Entertainment Magazine

Chinatown

Posted on the 07 February 2015 by Christopher Saunders
ChinatownRoman Polanski's Chinatown (1974) is a very '70s film noir, the plot turning on government corruption, corporate greed and personal coverups. Describing it as a noir seems reductive though: Polanski plays beautifully off established genre tropes, creating a unique movie.
Los Angeles P.I. Jake Gittes (Jack Nicholson) accepts a job from Evelyn Mulwray (Diane Ladd) to investigate her husband (Darrell Zwerling), chief engineer for LA's Department of Water and Power. Jake discovers he's been had when the real Mrs. Mulwray (Faye Dunaway) arrives, threatening to sue. Gittes continues his investigation, getting roughed up by DWP goons and receiving a counteroffer from Evelyn's dad, entrepreneur Noah Cross (John Huston). Jake's stumbled across a conspiracy to buy California land and divert its water - but will anyone listen?
Chinatown has classic noir trappings, but Polanski subverts the expected aesthetics. There's no narration, with Robert Towne's laconic script eliding genre-mandated purple prose. More striking is Polanski's elegant direction, completely at odds with noir darkness. Virtually all of Chinatown takes place in broad daylight, John Alonzo's photography exploring elegant homes and beautiful deserts rather than seedy bars and dingy river fronts. Along with Jerry Goldsmith's evocative score, Chinatown evinces a period sparkle clashing with its pulp story.
Shorn of expository narration, Polanski instead focuses on visual storytelling. The opening half-hour features long, nearly-wordless sequences of Jake tracking Mulwray throughout Los Angeles County, scouting locations (dams, riverbeds) that become important. Meanwhile, Towne's script plants innocuous clues ("Bad for grass") that snowball into breakthroughs. Trips to a dam and an orange grove (defended by shotgun-toting Okies) reveal a coverup that casually endangers thousands of lives. But the villains are so well-entrenched that Jake can't win, even by exposing them.
Chinatown's coverups fit within its Watergate milieu: no stunner that "respectable" business leader Noah Cross isn't above-board. Jake is also of his time, a coarse antihero who only does the right thing to avenge personal slights. Still, there's a bite to Chinatown lacking in even the loopiest '70s thrillers. Besides the elegant aesthetics, Polanski laces the film with touches befitting a European art flick, from the elliptical dialog to Evelyn's sordid backstory and downer ending. The difference is Polanski's restraint, letting the tawdriness simmer rather than explode.

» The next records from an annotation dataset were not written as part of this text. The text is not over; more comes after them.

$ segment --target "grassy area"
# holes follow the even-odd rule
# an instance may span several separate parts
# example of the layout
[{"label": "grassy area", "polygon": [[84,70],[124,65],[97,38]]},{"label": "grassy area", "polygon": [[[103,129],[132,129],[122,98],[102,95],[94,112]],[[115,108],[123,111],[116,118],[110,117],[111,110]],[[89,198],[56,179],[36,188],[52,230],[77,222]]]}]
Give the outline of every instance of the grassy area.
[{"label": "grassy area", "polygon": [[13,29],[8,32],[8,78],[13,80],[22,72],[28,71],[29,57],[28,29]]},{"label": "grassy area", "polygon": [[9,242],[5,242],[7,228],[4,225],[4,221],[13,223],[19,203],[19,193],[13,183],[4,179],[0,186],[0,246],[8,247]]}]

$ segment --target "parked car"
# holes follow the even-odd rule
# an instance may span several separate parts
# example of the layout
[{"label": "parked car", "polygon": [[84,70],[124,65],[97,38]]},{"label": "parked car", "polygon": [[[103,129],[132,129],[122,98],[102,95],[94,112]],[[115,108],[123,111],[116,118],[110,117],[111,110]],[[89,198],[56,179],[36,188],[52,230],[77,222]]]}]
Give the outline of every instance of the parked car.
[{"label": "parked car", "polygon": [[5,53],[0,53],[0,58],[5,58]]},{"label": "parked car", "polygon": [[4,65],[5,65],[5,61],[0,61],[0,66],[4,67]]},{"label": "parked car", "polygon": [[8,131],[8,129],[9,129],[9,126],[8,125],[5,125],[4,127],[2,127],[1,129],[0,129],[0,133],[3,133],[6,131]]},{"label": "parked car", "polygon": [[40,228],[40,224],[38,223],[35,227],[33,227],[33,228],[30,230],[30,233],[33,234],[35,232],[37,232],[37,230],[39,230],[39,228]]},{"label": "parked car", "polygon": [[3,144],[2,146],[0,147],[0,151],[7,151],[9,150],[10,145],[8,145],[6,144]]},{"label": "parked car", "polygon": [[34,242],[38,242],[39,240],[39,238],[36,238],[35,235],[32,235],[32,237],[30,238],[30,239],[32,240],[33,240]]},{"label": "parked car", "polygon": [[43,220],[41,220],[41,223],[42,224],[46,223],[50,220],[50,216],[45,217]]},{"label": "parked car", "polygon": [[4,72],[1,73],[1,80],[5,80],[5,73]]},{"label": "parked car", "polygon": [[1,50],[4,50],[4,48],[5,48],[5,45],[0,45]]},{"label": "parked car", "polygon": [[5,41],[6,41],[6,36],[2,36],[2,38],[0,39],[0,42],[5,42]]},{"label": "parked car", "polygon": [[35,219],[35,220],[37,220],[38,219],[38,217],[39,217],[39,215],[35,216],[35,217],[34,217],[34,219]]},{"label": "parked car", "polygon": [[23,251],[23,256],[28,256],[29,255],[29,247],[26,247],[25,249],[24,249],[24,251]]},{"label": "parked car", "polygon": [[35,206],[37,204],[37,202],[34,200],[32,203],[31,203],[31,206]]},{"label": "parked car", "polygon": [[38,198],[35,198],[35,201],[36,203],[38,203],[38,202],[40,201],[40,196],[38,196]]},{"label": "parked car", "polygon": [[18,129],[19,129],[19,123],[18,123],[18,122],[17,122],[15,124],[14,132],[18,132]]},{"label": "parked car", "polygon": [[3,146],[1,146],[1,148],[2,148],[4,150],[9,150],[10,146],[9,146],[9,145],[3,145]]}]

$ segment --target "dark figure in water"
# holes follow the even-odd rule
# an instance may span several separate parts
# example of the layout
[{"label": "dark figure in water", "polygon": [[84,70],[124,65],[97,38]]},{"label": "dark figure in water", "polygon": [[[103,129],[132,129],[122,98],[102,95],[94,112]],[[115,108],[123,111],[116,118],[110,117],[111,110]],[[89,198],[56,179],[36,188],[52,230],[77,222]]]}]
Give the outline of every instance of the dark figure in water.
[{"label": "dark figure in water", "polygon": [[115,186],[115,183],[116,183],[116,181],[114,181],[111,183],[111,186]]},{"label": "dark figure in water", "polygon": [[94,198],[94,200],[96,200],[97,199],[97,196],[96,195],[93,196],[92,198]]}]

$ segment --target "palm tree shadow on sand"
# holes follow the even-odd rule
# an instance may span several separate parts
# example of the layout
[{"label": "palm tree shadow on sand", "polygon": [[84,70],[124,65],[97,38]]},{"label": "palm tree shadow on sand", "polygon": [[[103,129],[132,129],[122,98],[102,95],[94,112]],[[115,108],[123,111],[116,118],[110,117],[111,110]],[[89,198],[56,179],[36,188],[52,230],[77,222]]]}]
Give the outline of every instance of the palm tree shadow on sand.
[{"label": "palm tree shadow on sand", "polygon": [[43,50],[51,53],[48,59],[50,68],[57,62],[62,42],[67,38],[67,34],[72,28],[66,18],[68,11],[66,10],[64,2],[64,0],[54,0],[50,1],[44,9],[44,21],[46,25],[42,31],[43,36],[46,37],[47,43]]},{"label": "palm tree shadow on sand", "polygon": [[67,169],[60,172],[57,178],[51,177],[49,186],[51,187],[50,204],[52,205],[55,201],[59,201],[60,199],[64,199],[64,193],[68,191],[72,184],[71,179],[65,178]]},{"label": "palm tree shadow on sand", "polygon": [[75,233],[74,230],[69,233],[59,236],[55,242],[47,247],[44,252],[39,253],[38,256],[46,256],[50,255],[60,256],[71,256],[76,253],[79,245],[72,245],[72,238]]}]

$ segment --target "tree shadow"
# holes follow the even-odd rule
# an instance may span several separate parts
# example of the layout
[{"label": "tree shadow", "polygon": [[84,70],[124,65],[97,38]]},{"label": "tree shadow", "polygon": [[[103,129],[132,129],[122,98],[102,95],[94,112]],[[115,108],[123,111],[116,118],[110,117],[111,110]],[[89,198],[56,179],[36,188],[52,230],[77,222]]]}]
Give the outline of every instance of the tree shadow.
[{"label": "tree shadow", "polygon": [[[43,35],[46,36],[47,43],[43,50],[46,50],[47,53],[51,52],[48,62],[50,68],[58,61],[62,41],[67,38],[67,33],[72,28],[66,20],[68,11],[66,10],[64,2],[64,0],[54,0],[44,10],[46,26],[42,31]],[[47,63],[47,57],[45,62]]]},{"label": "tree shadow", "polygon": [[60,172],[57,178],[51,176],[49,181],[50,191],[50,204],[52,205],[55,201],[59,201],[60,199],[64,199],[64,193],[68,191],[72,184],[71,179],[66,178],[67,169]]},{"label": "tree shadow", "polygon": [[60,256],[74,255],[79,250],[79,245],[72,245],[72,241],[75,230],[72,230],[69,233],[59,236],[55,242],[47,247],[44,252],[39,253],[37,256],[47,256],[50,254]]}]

Jack Nicholson channels his tics into an intense performance, winning audience approval with his guile and resourcefulness. Faye Dunaway inverts the femme fatale arc, icy hauteur revealing vulnerability: she's the only character with unselfish motives. John Huston nearly steals the movie, relishing his invulnerability. The supporting cast features Perry Lopez as Jake's police pal; Burt Young as a client; Roy Jenson as Cross's goon; James Hong as Evelyn's butler; Polanski himself, giving Jake a nose job.
Any synopsis of Chinatown makes it sound like a pulp potboiler, which isn't fair. This is definitely a movie to be experienced: its class direction and elegant storytelling mark it as a masterwork.